— Ты спал с ней?
— Нет.
— Тогда ты не можешь знать ее достаточно хорошо. — Она обхватила бокал с мартини обеими руками и, бережно держа его, смотрела на светлую жидкость, как в магический кристалл.
— Знаешь, мне снился один сон… уже давно. Без сомнения, это вещий сон, но раньше я не знала, что он значит. А теперь, кажется, знаю.
— Какой сон?
— Ребенок на спине лошади. Лошадь пятится и разбивает лобовое стекло твоей машины. Она тяжело ранена, но с ребенком все в порядке. И ты пристрелил лошадь.
— Я?
— Да. И я думаю, что лошадь — это, видимо, Лэрри.
Он не ответил. Во рту у него вдруг пересохло, а она продолжала говорить, не отрывая глаз от своего бокала.
— А мальчик — это мой ребенок — наш ребенок. В конце ты всегда бежишь за мной. Но не можешь догнать. И только в последнее время тебе это стало удаваться. — Она замолчала, крепко сжимая бокал. Потом взяла себя в руки, засмеялась и добавила: — Глупо верить в сны. — Поднялась и пошла впереди него на улицу.
Вечерело. Теплый ветерок дул с юга-запада. Кружился в желтом свете фонарей мокрый снег. По канавам бежали ручейки. Окна ресторана Пата и витрина магазина скобяных изделий Кастнера запотели. Затвердевшие комья снега летели из-под колес. Гай вырулил на улицу, покрытую промасленной грязью, потом подъехал к больнице, остановил машину, но в последний момент передумал и поехал к стоянке, расположенной за зданием. Он заглушил мотор, выключил фары и нервно забарабанил пальцами по рулю, глядя на освещенные окна.

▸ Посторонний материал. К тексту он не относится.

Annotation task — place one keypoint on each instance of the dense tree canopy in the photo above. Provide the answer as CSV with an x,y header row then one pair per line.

— Ты нормально себя чувствуешь, Мар?
— Да.
— Обещай мне одну вещь. Ничего не говори Лэрри сегодня.
— А когда?
— Только не сегодня.
— Я не могу этого обещать. Если он будет в сознании, и я опять отложу этот разговор, то я снова стану молиться, как вчера в церкви, и поеду в Нью-Хавен или сойду с ума. Я должна сказать, даже если всем от этого будет хуже. Мне необходимо быть честной перед самой собой. Я должна, должна, должна. — Она почти кричала, потом голос ее замер, и, ухватившись за ручку дверцы, она стремительно повернулась к нему всем корпусом и как-то странно посмотрела на него в полумраке. — Ты думаешь, наверное, что я уже свихнулась?
— Я люблю тебя, Мар. — Гай протянул руку, и она, дрожа всем телом, прижалась к нему. Он подождал, пока она успокоится, и, крепко взяв ее за подбородок, повернул к себе лицом и поцеловал ее, ощущая на своих губах ее горьковатую помаду и влагу ее раскрытых губ. Он сказал: — Я люблю тебя, Мар, и хочу, чтобы ты побыла с Лэрри наедине. Но не говори ему сегодня ничего. Ничего.
— Я постараюсь. Обещаю тебе, что постараюсь. — Она дотронулась до его руки, потом открыла дверцу, вышла из машины и медленно двинулась по гравиевой дорожке, покрытой талым снегом.